Well, the chance that you pick something less than $.5$ is $1/2$. Likewise, the chance you pick something less than $.25$ is $1/4$, etc. Continuing this logic, the probability you pick $0$ must be less than any positive number. But negative probability doesn't make sense, so the answer must be that the probability of picking $0$ is exactly $0$.

You can make a similar argument and show that the probability of picking any number in the range $[0,1]$ is exactly $0$.

If you look past $[0,1]$ and allow picking any real number, the answer remains exactly the same for similar reasons.

What if you picked $n$ random numbers? Would it make any difference? No - $n\times0 $ doesn't make your odds any better.

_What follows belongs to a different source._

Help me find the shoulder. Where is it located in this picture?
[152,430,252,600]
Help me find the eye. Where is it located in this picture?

What if you picked an infinite number of numbers? It turns out that any list $x_1, x_2, x_3, \ldots$ is, in a sense, infinitely smaller than the set of all real numbers, or even the set $[0,1]$. For example, I could start listing all of the rational numbers in $[0,1]$:

$$0,1,\frac{1}{2},\frac{1}{3},\frac{2}{3},\frac{1}{4},\frac{3}{4}\ldots$$

and I would hit any rational value less than one eventually. You cannot list all of the real numbers in this way, you will always leave infinitely many out of your list. You can read about this more here.

The probability of picking a number from $[0,1]$ and getting a rational number is $0$, and any infinite list is in one-to-one correspondence with the rational numbers. Because of this, you have $0$ probability of picking the number in question even with an infinite list of guesses.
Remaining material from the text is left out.